Etonnant pour quelqu’un qui est de confession yézidie ? En effet cette religion semble a priori fort éloignée du christianisme qui est une religion du Livre.

Plus ancienne d’abord, puisque la religion yézidie repose sur des traditions populaires bien antérieures à la période du Nouveau Testament et ensuite autre particularité, son enseignement religieux se transmet presque essentiellement par voie orale.
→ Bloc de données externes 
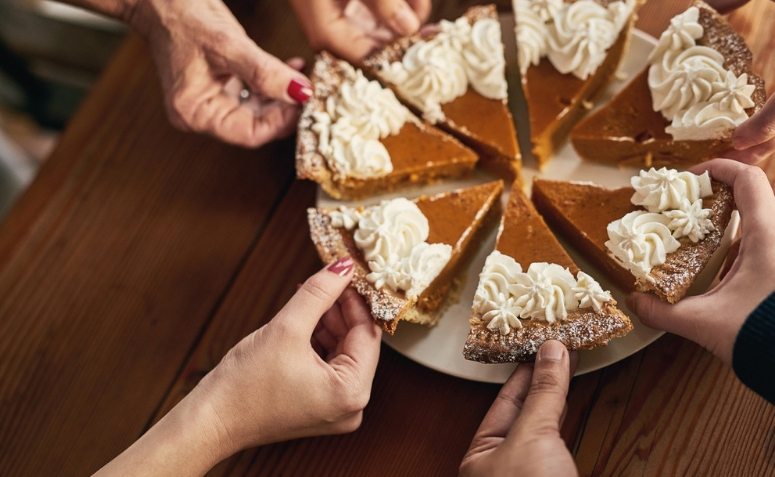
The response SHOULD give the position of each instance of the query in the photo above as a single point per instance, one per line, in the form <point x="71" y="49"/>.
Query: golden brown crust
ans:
<point x="388" y="307"/>
<point x="584" y="329"/>
<point x="420" y="153"/>
<point x="628" y="132"/>
<point x="502" y="158"/>
<point x="558" y="200"/>
<point x="673" y="278"/>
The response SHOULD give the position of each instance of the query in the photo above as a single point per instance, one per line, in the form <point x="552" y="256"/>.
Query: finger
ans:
<point x="757" y="129"/>
<point x="752" y="189"/>
<point x="396" y="14"/>
<point x="685" y="318"/>
<point x="297" y="63"/>
<point x="264" y="73"/>
<point x="360" y="346"/>
<point x="753" y="155"/>
<point x="545" y="400"/>
<point x="315" y="296"/>
<point x="732" y="254"/>
<point x="422" y="8"/>
<point x="504" y="410"/>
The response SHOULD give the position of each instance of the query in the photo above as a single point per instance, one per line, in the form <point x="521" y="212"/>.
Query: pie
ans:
<point x="408" y="254"/>
<point x="582" y="213"/>
<point x="568" y="52"/>
<point x="356" y="140"/>
<point x="630" y="131"/>
<point x="531" y="291"/>
<point x="455" y="78"/>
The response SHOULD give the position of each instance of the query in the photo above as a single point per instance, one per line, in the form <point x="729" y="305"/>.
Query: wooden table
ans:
<point x="140" y="255"/>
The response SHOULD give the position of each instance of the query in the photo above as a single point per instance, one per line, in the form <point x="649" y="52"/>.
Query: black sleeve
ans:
<point x="753" y="356"/>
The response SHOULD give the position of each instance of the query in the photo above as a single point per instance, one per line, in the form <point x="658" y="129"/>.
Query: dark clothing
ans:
<point x="753" y="356"/>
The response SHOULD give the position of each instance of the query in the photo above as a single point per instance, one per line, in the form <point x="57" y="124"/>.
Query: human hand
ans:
<point x="714" y="319"/>
<point x="204" y="56"/>
<point x="520" y="435"/>
<point x="351" y="29"/>
<point x="754" y="140"/>
<point x="274" y="386"/>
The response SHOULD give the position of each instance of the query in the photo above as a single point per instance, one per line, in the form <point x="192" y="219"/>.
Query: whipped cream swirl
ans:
<point x="354" y="120"/>
<point x="547" y="292"/>
<point x="392" y="237"/>
<point x="663" y="189"/>
<point x="640" y="241"/>
<point x="583" y="32"/>
<point x="690" y="86"/>
<point x="436" y="71"/>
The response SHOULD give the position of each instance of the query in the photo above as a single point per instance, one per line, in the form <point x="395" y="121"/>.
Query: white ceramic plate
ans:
<point x="441" y="347"/>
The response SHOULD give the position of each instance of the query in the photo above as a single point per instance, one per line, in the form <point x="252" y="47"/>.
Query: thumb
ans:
<point x="757" y="129"/>
<point x="397" y="14"/>
<point x="545" y="402"/>
<point x="317" y="295"/>
<point x="267" y="75"/>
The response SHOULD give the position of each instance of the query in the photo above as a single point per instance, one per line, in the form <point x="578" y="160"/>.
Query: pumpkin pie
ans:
<point x="568" y="51"/>
<point x="630" y="131"/>
<point x="454" y="77"/>
<point x="408" y="254"/>
<point x="531" y="291"/>
<point x="356" y="140"/>
<point x="587" y="216"/>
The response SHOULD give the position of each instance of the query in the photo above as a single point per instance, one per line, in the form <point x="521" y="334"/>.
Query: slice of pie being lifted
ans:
<point x="568" y="51"/>
<point x="531" y="291"/>
<point x="356" y="140"/>
<point x="624" y="239"/>
<point x="683" y="108"/>
<point x="454" y="77"/>
<point x="408" y="254"/>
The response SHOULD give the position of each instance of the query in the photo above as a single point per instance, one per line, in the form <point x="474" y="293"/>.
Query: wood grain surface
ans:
<point x="141" y="254"/>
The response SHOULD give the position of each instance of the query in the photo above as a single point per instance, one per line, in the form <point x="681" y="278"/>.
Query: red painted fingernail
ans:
<point x="342" y="266"/>
<point x="300" y="90"/>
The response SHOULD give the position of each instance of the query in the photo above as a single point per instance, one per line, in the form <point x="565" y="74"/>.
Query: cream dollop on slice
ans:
<point x="531" y="34"/>
<point x="690" y="86"/>
<point x="493" y="301"/>
<point x="640" y="241"/>
<point x="438" y="70"/>
<point x="690" y="220"/>
<point x="664" y="189"/>
<point x="582" y="32"/>
<point x="392" y="237"/>
<point x="355" y="118"/>
<point x="683" y="33"/>
<point x="724" y="111"/>
<point x="684" y="78"/>
<point x="547" y="292"/>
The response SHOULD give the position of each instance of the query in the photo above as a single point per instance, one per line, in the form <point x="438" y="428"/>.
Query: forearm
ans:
<point x="185" y="442"/>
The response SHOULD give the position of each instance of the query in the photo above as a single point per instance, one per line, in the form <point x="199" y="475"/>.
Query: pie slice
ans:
<point x="629" y="131"/>
<point x="408" y="254"/>
<point x="581" y="212"/>
<point x="356" y="140"/>
<point x="560" y="48"/>
<point x="455" y="78"/>
<point x="531" y="291"/>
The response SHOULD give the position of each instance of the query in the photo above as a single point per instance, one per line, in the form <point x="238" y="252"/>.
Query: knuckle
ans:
<point x="546" y="382"/>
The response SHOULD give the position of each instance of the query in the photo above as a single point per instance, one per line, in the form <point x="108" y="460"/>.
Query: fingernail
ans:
<point x="551" y="350"/>
<point x="300" y="90"/>
<point x="405" y="21"/>
<point x="342" y="266"/>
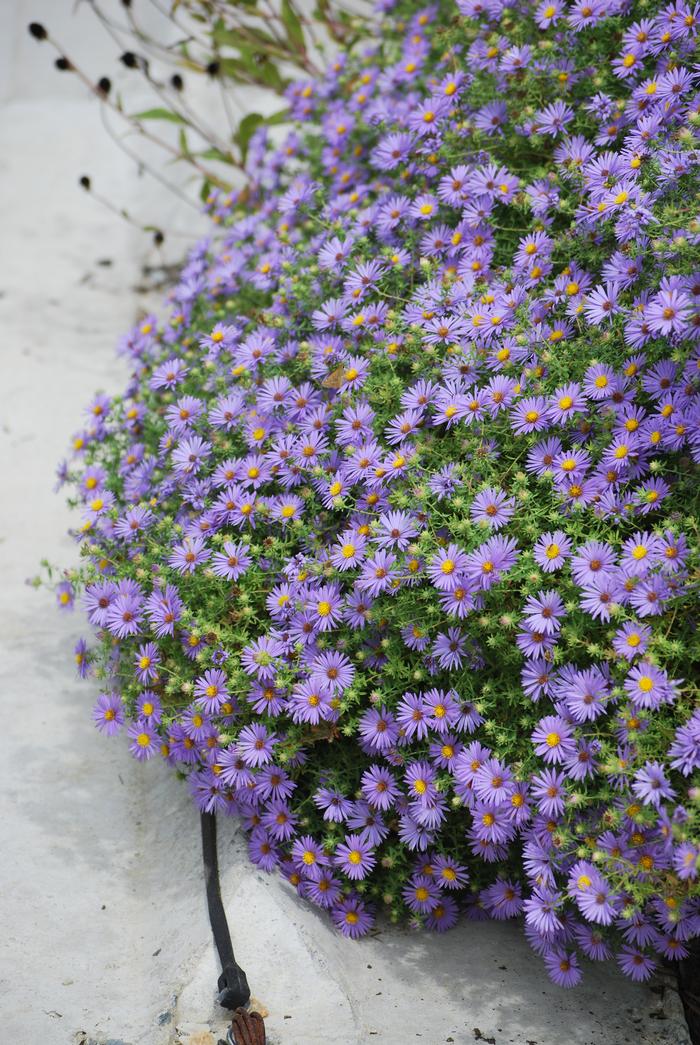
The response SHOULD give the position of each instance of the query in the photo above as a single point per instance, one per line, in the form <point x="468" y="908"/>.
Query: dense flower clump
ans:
<point x="389" y="543"/>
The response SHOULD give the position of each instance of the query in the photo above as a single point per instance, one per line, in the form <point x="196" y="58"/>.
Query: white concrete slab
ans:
<point x="102" y="916"/>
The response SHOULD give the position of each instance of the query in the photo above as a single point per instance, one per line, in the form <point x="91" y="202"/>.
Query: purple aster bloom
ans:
<point x="651" y="785"/>
<point x="446" y="566"/>
<point x="65" y="594"/>
<point x="325" y="606"/>
<point x="82" y="658"/>
<point x="563" y="968"/>
<point x="234" y="770"/>
<point x="368" y="821"/>
<point x="493" y="507"/>
<point x="543" y="612"/>
<point x="493" y="783"/>
<point x="553" y="739"/>
<point x="352" y="918"/>
<point x="261" y="850"/>
<point x="97" y="601"/>
<point x="349" y="551"/>
<point x="419" y="778"/>
<point x="541" y="910"/>
<point x="279" y="820"/>
<point x="449" y="874"/>
<point x="536" y="678"/>
<point x="143" y="740"/>
<point x="134" y="523"/>
<point x="378" y="574"/>
<point x="311" y="701"/>
<point x="148" y="706"/>
<point x="378" y="787"/>
<point x="124" y="616"/>
<point x="635" y="964"/>
<point x="640" y="553"/>
<point x="648" y="598"/>
<point x="232" y="562"/>
<point x="648" y="686"/>
<point x="258" y="657"/>
<point x="591" y="560"/>
<point x="354" y="857"/>
<point x="256" y="745"/>
<point x="491" y="559"/>
<point x="186" y="557"/>
<point x="442" y="710"/>
<point x="412" y="716"/>
<point x="684" y="751"/>
<point x="449" y="649"/>
<point x="586" y="693"/>
<point x="421" y="895"/>
<point x="335" y="807"/>
<point x="686" y="861"/>
<point x="378" y="728"/>
<point x="601" y="304"/>
<point x="600" y="596"/>
<point x="492" y="823"/>
<point x="530" y="415"/>
<point x="443" y="916"/>
<point x="147" y="662"/>
<point x="168" y="374"/>
<point x="631" y="640"/>
<point x="164" y="609"/>
<point x="549" y="791"/>
<point x="108" y="713"/>
<point x="503" y="900"/>
<point x="565" y="401"/>
<point x="552" y="550"/>
<point x="211" y="690"/>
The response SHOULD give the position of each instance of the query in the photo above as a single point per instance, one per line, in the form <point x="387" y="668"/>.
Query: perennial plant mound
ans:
<point x="389" y="543"/>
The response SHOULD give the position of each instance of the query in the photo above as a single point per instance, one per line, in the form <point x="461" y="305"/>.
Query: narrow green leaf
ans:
<point x="246" y="130"/>
<point x="159" y="114"/>
<point x="293" y="25"/>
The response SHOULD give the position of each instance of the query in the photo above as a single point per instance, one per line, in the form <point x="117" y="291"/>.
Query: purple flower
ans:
<point x="449" y="649"/>
<point x="651" y="785"/>
<point x="563" y="968"/>
<point x="553" y="739"/>
<point x="542" y="612"/>
<point x="352" y="918"/>
<point x="378" y="728"/>
<point x="211" y="690"/>
<point x="354" y="857"/>
<point x="186" y="557"/>
<point x="635" y="964"/>
<point x="143" y="740"/>
<point x="552" y="550"/>
<point x="108" y="714"/>
<point x="541" y="910"/>
<point x="256" y="745"/>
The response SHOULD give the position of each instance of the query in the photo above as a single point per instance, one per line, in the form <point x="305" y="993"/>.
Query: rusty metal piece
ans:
<point x="247" y="1028"/>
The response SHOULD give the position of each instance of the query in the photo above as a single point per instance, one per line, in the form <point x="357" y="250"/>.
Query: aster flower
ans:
<point x="354" y="857"/>
<point x="108" y="714"/>
<point x="256" y="745"/>
<point x="352" y="918"/>
<point x="552" y="550"/>
<point x="553" y="739"/>
<point x="143" y="740"/>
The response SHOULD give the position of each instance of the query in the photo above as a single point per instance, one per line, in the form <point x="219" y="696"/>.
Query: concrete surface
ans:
<point x="102" y="916"/>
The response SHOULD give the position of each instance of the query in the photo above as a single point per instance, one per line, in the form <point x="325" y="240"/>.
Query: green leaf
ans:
<point x="293" y="25"/>
<point x="275" y="118"/>
<point x="159" y="114"/>
<point x="246" y="130"/>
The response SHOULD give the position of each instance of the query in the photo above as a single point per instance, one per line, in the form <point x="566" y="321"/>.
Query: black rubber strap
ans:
<point x="233" y="989"/>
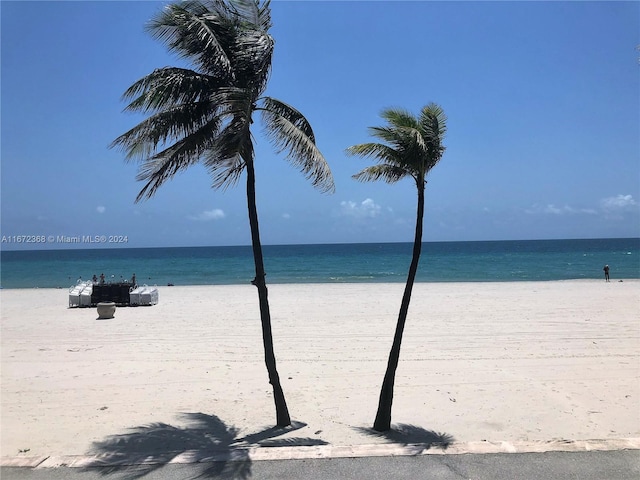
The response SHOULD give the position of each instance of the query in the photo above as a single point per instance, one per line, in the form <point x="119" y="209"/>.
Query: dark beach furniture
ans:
<point x="117" y="293"/>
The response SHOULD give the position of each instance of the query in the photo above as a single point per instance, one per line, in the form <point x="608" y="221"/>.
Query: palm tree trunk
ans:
<point x="282" y="413"/>
<point x="382" y="422"/>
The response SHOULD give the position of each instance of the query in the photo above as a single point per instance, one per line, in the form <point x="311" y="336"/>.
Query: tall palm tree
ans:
<point x="412" y="147"/>
<point x="204" y="115"/>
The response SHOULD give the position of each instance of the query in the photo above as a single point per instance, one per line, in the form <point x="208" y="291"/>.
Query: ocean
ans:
<point x="490" y="261"/>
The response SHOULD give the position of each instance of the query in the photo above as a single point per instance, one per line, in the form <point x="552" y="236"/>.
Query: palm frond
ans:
<point x="169" y="86"/>
<point x="290" y="132"/>
<point x="227" y="157"/>
<point x="255" y="13"/>
<point x="385" y="172"/>
<point x="164" y="127"/>
<point x="379" y="151"/>
<point x="164" y="165"/>
<point x="399" y="118"/>
<point x="198" y="31"/>
<point x="411" y="144"/>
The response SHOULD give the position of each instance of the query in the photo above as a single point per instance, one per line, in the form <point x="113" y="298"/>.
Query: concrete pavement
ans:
<point x="594" y="465"/>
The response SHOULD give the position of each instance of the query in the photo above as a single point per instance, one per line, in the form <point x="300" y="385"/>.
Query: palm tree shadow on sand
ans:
<point x="205" y="440"/>
<point x="416" y="439"/>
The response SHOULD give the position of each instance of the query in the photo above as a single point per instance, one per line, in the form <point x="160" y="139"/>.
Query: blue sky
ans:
<point x="542" y="100"/>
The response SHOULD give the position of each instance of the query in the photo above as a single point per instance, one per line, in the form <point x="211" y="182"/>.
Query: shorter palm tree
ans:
<point x="412" y="147"/>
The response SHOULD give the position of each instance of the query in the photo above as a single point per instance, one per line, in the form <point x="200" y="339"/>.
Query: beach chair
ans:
<point x="149" y="295"/>
<point x="74" y="293"/>
<point x="134" y="296"/>
<point x="85" y="295"/>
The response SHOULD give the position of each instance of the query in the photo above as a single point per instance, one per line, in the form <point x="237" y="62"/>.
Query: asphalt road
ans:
<point x="595" y="465"/>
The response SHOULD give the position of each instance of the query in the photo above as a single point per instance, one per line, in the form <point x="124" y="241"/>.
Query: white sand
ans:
<point x="480" y="361"/>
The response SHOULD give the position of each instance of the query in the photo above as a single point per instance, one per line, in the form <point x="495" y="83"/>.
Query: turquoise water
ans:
<point x="371" y="262"/>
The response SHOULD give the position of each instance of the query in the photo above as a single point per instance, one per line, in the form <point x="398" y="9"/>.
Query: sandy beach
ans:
<point x="495" y="362"/>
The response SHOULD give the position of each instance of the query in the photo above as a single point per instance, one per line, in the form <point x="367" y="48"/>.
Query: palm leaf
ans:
<point x="169" y="86"/>
<point x="290" y="132"/>
<point x="385" y="172"/>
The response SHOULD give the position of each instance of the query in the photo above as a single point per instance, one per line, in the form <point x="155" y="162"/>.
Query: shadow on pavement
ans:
<point x="205" y="439"/>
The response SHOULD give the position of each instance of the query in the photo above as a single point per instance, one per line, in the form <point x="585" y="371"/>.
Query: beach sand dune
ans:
<point x="523" y="361"/>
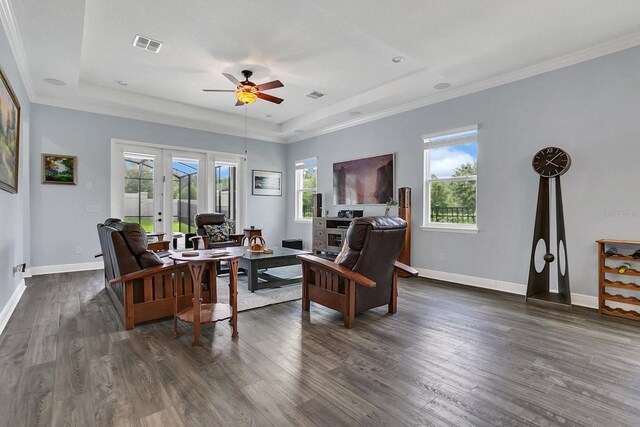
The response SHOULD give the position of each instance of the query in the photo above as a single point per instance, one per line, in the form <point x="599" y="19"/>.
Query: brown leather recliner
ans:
<point x="139" y="283"/>
<point x="364" y="275"/>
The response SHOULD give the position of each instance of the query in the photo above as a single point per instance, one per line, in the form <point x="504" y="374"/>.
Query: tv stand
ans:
<point x="328" y="235"/>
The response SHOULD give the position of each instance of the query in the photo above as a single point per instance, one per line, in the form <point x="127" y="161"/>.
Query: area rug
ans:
<point x="250" y="300"/>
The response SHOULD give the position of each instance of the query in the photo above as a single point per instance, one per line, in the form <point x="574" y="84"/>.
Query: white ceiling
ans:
<point x="341" y="48"/>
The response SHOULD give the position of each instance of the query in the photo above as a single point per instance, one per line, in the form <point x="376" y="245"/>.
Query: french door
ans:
<point x="162" y="189"/>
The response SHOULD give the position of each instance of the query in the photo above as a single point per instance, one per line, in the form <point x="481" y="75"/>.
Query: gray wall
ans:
<point x="14" y="208"/>
<point x="60" y="221"/>
<point x="592" y="110"/>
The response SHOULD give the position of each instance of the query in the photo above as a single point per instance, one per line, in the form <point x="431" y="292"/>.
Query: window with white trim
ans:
<point x="306" y="185"/>
<point x="450" y="179"/>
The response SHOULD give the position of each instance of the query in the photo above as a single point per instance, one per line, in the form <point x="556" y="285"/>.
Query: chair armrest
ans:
<point x="142" y="273"/>
<point x="338" y="269"/>
<point x="406" y="268"/>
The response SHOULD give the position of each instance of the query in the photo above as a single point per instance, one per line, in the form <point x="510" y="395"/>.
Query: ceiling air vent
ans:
<point x="315" y="94"/>
<point x="147" y="44"/>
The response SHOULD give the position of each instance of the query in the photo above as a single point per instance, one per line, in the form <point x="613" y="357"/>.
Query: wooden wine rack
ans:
<point x="606" y="286"/>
Et pourtant malgré cette distance, les yézidis ont toujours été très proches des communautés chrétiennes. Une solidarité souvent façonnée dans le malheur puisqu’il font l’objet tous les deux des attaques menées par le groupe Etat Islamique .

Qui sont les yézidis ?

Ils sont entre 500 000 et 600 000 en Irak, essentiellement dans la plaine de Ninive ( au nord-est de Mossoul). Mails il sont aussi en Syrie, en Arménie et dans les anciennes républiques soviétiques d’Asie centrale.

Bien que parlant un dialecte dérivé d’une des langues kurdes, ils se défendent d’être Kurdes.

En fait cette religion yézidie est sans contexte l’une des plus anciennes du monde.

Elle existait avant les Chrétiens et les Musulmans et se présente comme une religion syncrétiste, qui intègre depuis l’antiquité des éléments du paganisme chamanique, du mazdéisme, du zoroastrisme, du mithraïsme, du manichéisme et du judaïsme.

Mais également des apports plus récents issus du nestorianisme et de l’islam.

Ils croient en un dieu qui a créé la Terre, Adam et sept anges pour s’occuper des hommes. Parmi ces sept anges, c’est Malek-Taous qui peut se se traduire par « ange-solaire » ou « ange-paon » qui est leur référence, leur guide. Cet archange est symbolisé par un paon.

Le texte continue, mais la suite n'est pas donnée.